Las réplicas de Allen no se han hecho esperar. Por un lado, aunque reconoce el excelente trabajo de Judy Stephenson, argumenta que sus conclusiones son poco convincentes y que, en cualquier caso, aún suponiendo que hubiera que ajustar los salarios ingleses ligeramente a la baja, esto no tendría ninguna implicación para su tesis ya que éstos seguirían siendo significativamente mayores que los de ningún otro país (aquí). Por otro, ofrece cierta evidencia de la participación de mujeres y niños en la High Wage Economy y reitera de nuevo que su perspectiva es global en el sentido de que, a pesar de la imagen de pobreza que rodea al proletariado inglés de la época, sus niveles de vida eran sin embargo mejores que en el resto del mundo, sin olvidar que la propia mecanización afectó negativamente a amplios segmentos de la clase trabajadora (aquí).

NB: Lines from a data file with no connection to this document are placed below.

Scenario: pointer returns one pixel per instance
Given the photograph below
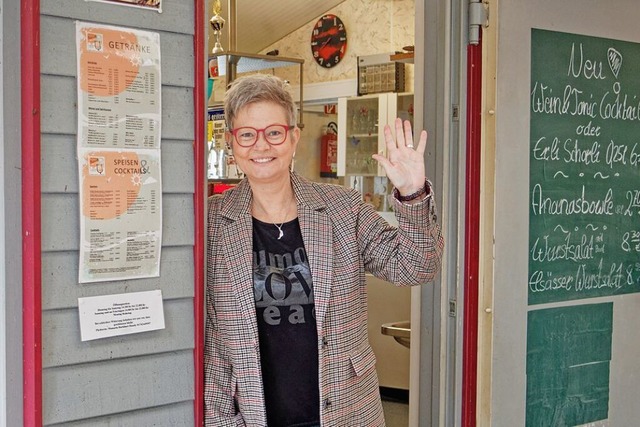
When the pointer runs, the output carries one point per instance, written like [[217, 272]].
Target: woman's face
[[263, 162]]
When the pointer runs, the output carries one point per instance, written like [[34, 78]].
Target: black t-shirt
[[285, 310]]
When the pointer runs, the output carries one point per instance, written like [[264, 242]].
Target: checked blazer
[[344, 238]]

La tesis de Allen no se limita además a innovaciones en el sector textil sino que se aplica a toda la economía desde la metalurgia o la minería hasta la cerámica, entre otros. Su modelo también explica cómo la tecnología se difundió a otros países únicamente cuando los precios relativos de la energía, el trabajo y el capital la hacían rentable. Las pequeñas pero numerosas mejoras en los procesos tuvieron también un papel muy importante en la difusión de la revolución industrial ya que mejoraron significativamente la eficiencia de la tecnología reduciendo el consumo de materias primas que eran relativamente caras en otros lugares (la máquina de vapor, por ejemplo, redujo su consumo de carbón de 45 libras por caballo de potencia a principios del siglo XVIII a sólo 2 a mediados del siglo XIX). En un artículo precioso, Julio Martínez-Galarraga y Marc Prat han explicado que el modelo de Allen también sirve para explicar los orígenes de la industrialización catalana (un resumen aquí).
Es posible por tanto que, aunque los salarios no fueran tan altos como argumenta Allen, la combinación de los tres factores que él subraya (carbón barato, intereses bajos y salarios relativamente altos) todavía favorezca a Inglaterra respecto a otros candidatos como Francia o China. Por lo que sabemos hasta ahora, en lugar de considerar ambas teorías (la de Allen y la cultural de la Ilustración) como excluyentes, deberíamos subrayar sus varios elementos como necesarios, pero no suficientes, para el despegue del crecimiento económico moderno. Mi resumen, sin embargo, no hace justicia a la riqueza de los argumentos que se están exponiendo a uno y otro lado. Quedamos, en cualquier caso, a la espera de futuras contribuciones no sólo de los autores y autoras de los que hemos hablado, sino de otras muchas figuras que están proponiendo otras teorías muy interesantes y que tendremos que dejar para otra entrada (para los inquietos ver por ejemplo aquí, aquí, aquí o aquí). Este debate es un estupendo ejemplo de cómo avanza el conocimiento histórico y de lo fascinante que puede ser el proceso. Y, como no, os lo contaremos aquí en Nada es Gratis.